Membro da Comissão da Verdade diz ser contra recomendar punição de torturadores

O ex-ministro José Carlos Dias, um dos sete integrantes da Comissão Nacional da Verdade, afirmou à Folha que discorda de seus colegas e avalia que o colegiado não deve recomendar a responsabilização de agentes públicos que mataram e torturaram pessoas durante a ditadura militar (1964-1985).

"O objetivo da comissão não é punitivo. Nós não podemos fazer apurações objetivando a responsabilização penal. Eventualmente, os fato apurados pela comissão poderão ser objeto de uma ação do Estado. Mas não cabe à comissão fazer esse tipo de recomendação", afirmou o advogado.

Comissão da Verdade fala em rever Lei da Anistia, mas ministro se opõe

Hoje, todos os crimes cometidos pelo Estado durante o regime são cobertos pela Lei da Anistia, de 1979. Essa interpretação foi confirmada pelo STF (Supremo Tribunal Federal) em 2009.

Karime Xavier/Folhapress
José Carlos Dias (à esq.), da Comissão da Verdade
José Carlos Dias (à esq.), da Comissão da Verdade

"O dever da comissão é reescrever a história, com o sentido de 'nunca mais [repetir o que ocorreu]', e assim definindo as responsabilidades e autorias das violações aos direitos humanos praticados. [Mas] nós estamos diante de um fato concreto. Há uma decisão do Supremo reconhecendo que a anistia atingiu a todos, e portanto nós não podemos atuar contra essa decisão do Supremo."

A opinião de Dias, ex-ministro da Justiça, mostra um dissenso sobre a questão dentro do grupo.

Na terça-feira (21), Rosa Cardoso, atual coordenadora do colegiado, e Paulo Sérgio Pinheiro, que também ocupou a função, voltaram a se dizer favoráveis à punição dos envolvidos nas graves violações dos direitos humanos --conforme, por exemplo, determinou sentença de 2010 da Corte Interamericana de Direitos Humanos da OEA (Organização dos Estados Americanos) sobre o caso da Guerrilha do Araguaia.

Claudio Fonteles, outro membro, não foi ao evento de ontem, mas também quer a responsabilização.

"Nós não estamos inventando nada quando dizemos que é da natureza da Comissão da Verdade aceitar os princípios internacionais dos direitos humanos.
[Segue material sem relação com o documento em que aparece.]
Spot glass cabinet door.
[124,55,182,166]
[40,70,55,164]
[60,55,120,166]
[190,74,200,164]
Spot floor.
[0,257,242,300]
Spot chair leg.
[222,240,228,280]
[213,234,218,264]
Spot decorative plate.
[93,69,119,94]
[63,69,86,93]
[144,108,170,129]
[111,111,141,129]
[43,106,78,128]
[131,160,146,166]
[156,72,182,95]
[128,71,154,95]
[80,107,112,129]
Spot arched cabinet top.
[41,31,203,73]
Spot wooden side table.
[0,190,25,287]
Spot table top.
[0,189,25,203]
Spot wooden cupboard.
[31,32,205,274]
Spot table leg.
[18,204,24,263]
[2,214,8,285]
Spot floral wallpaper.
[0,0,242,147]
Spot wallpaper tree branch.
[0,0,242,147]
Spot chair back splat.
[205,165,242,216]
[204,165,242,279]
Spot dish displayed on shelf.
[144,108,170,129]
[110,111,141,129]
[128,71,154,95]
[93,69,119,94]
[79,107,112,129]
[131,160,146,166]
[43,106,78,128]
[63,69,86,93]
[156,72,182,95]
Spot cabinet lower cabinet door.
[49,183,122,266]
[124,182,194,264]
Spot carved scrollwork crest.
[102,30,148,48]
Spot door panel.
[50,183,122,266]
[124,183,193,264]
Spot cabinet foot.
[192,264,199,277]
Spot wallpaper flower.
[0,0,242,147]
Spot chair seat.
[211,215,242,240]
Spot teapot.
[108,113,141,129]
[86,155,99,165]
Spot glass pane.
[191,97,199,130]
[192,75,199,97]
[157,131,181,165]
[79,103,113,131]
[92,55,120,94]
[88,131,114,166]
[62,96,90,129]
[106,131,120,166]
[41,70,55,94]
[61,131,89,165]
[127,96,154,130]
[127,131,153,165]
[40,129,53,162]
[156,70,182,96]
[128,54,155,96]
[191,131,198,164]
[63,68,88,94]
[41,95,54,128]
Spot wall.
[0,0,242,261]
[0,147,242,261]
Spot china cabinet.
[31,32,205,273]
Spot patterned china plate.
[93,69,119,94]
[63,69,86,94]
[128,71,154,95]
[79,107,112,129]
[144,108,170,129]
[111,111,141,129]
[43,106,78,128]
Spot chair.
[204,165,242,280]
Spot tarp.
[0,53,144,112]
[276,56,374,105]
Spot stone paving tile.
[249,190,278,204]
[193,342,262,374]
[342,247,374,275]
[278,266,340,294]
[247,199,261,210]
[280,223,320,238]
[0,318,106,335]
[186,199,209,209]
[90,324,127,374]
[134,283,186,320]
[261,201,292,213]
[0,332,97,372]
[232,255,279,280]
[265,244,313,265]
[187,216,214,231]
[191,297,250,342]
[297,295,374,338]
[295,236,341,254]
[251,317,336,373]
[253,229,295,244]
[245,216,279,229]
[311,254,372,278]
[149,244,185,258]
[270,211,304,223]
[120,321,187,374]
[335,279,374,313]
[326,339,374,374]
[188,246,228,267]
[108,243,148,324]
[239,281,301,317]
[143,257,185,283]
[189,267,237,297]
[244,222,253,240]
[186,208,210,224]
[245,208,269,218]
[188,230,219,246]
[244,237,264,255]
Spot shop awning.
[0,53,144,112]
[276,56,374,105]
Nesses princípios, os crime de lesa-humanidade são crimes imprescritíveis. As autoanistias, dentro do direito internacional, não valem. Se nós estamos de acordo com isso nós vamos ter sim que recomendar que esses casos sejam judicializados pelo direito interno", disse Cardoso, durante evento de um ano da comissão.
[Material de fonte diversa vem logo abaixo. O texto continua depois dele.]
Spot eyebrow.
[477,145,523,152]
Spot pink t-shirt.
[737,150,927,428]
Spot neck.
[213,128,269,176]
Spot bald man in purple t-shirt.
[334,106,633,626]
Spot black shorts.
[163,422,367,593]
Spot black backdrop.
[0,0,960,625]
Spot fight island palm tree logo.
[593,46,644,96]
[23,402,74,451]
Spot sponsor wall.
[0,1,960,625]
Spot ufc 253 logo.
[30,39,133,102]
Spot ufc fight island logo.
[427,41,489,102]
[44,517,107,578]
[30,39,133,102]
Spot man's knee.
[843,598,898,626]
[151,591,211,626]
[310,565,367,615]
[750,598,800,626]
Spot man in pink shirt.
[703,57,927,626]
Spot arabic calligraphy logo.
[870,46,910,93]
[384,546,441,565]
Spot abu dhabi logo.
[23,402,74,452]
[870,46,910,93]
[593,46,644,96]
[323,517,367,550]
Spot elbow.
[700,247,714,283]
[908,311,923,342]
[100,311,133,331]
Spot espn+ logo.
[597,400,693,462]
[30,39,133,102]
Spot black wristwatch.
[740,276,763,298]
Ela lembrou que não cabe, no entanto, "fazer um projeto de lei para rever a Lei de Anistia", "fazer parte do movimento social que precisa apoiar uma mudança desse tipo" ou "sugerir à presidente da República os nomes de ministros [do Supremo], porque a mudança pode vir também por aí, por uma nova composição do Supremo [que pode eventualmente reavaliar a questão]".

O papel da comissão, disse, seria apenas recomendar algum tipo de responsabilização --e nem o formato exato dessa eventual recomendação é hoje certo. O grupo tem ainda um ano e meio para discutir esse ponto. Isso porque a data para a apresentação de seu relatório foi prorrogado para o final de 2014. Apesar de seu peso político, a recomendação não terá que obrigatoriamente ser cumprida.

Dias acha que a discussão não voltará ao STF. "Não é normal [o STF reanalisar a questão]. Não acredito [que isso ocorrerrá]."